The huge number of Muslim migrants from the Middle East and North Africa speaks to the failure of Muslim political elites to offer hope and prosperity to their populations.
The ascendancy of political Islam in the Muslim world since the 1970s, a phenomenon that Washington has played a big part in expanding and exploiting for its own strategic aims, is an under-reproted contributing factor in this mass migrant wave.
So the idea that the war in Syria is the only cause of Europe's refugee crisis is not based in reality.
In places like Pakistan and Afghanistan, where corruption is king and extremist Islamist forces threaten the way of life of normal people, the public has lost confidence in the government and political elites. The U.S. presence in these countries, which has been justified on false pretenses, has not changed anything in fifteen years. The governments that the U.S. is supporting are too incompetent and corrupt to truly tackle and defeat political Islam.
Many migrants from these countries view the West as a paradise where freedom is valued and opportunity is ripe, but in the 21st century the reality is anything but that for most people. Like their counterparts elsewhere, the political elites of Europe and North America have also failed the people by looting the public purse to bail out criminal banksters, shipping out jobs to third-world economies, and instituting draconian police state measures in the name of fighting terrorism to crush democratic voices and popular dissent.

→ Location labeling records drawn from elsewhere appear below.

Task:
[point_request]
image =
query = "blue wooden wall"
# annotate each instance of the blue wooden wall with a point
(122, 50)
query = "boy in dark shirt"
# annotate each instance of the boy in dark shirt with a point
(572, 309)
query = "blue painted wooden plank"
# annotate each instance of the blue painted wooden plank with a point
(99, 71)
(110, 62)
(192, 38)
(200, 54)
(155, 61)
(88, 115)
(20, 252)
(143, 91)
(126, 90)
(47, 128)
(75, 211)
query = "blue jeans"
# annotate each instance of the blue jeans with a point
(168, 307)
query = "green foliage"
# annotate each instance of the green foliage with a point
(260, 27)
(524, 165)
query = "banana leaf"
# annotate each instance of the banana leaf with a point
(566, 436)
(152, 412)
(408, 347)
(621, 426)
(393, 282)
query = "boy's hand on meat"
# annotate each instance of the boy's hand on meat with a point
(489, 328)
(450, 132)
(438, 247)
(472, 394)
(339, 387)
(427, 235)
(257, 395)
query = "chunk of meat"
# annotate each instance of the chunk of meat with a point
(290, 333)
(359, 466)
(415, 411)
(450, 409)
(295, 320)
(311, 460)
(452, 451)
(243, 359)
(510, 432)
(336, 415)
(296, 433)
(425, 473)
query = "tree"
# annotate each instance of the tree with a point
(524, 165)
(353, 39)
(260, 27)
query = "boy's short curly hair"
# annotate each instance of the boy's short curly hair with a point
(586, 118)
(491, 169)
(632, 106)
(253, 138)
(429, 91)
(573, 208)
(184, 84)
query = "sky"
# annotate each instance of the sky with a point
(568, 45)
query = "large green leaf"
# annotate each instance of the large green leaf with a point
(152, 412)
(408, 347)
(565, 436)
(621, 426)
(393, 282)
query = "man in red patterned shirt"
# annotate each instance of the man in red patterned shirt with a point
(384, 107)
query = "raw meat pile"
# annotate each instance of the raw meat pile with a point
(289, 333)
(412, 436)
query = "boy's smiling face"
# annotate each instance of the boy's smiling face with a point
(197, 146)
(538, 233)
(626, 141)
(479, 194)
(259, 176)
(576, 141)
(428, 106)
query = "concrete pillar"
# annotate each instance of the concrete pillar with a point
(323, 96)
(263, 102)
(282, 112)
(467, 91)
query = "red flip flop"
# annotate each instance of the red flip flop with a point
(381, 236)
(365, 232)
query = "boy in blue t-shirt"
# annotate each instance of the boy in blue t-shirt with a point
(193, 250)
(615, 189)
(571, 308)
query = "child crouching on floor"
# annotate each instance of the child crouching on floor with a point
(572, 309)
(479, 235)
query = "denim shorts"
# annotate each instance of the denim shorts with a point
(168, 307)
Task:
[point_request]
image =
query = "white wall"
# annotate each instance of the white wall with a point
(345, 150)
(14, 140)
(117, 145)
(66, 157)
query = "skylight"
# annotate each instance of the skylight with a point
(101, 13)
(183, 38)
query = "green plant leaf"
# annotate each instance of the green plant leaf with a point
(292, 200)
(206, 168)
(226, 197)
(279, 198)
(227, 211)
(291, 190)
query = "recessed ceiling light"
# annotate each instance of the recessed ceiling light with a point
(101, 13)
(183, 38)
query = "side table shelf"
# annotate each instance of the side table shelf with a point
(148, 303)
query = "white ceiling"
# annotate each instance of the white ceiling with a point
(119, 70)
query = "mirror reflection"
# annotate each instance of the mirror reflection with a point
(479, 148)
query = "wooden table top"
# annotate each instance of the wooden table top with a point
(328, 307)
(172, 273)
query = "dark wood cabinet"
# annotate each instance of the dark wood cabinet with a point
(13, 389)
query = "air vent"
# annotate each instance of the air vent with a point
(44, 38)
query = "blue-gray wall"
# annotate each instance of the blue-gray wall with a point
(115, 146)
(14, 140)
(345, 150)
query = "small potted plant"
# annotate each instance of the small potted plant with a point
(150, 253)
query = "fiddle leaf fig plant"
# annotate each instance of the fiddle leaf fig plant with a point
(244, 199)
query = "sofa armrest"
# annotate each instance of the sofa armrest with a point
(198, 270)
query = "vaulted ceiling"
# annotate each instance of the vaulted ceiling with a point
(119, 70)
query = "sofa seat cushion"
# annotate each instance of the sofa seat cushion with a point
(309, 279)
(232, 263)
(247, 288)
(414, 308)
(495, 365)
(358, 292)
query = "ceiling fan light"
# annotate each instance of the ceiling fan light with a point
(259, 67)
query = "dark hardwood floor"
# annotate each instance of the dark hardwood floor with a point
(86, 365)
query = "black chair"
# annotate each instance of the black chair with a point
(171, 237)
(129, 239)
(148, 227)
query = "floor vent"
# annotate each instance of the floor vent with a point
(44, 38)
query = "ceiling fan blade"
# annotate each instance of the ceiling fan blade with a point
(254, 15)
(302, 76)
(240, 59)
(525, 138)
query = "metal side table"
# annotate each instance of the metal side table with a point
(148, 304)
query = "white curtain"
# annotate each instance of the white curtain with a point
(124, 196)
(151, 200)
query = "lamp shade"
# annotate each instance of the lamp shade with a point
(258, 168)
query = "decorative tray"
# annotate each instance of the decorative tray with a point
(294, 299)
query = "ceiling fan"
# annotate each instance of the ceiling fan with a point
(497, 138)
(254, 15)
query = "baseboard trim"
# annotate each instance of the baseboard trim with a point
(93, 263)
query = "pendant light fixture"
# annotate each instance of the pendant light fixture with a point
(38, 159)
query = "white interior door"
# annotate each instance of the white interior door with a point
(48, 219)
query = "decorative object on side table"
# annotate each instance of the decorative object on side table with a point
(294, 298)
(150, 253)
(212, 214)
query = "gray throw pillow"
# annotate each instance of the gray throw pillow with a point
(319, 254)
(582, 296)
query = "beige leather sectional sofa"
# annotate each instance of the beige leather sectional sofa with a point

An excerpt from, "Turkey and Saudi Arabia hit back for the Obama-Putin Syrian pact" DEBKAfile, March 5, 2016:
Turkey and Saudi Arabia have taken separate steps to break free from Washington’s dictates on the Syrian issue and show their resistance to Russia’s highhanded intervention in Syria. They are moving on separate tracks to signal their defiance and frustration with the exclusive pact between Presidents Barack Obama and Vladimir Putin which ostracizes Riyadh and Ankara on the Syrian question.
Turkey in particular, saddled with three million Syrian refugees (Jordan hosts another 1.4 million), resents Washington's deaf ear to its demand for no-fly zones in northern and southern Syria as shelters against Russian and Syrian air raids.
Last year, President Reccep Erdogan tried in desperation to partially open the door for a mass exit of Syrian refugees to Europe. He was aghast when he found that most of the million asylum-seekers reaching Europe were not Syrians, but Muslims from Africa, Afghanistan and Pakistan, in search of a better life in the West. Most of the Syrians stayed put in the camps housing them in southern Turkey.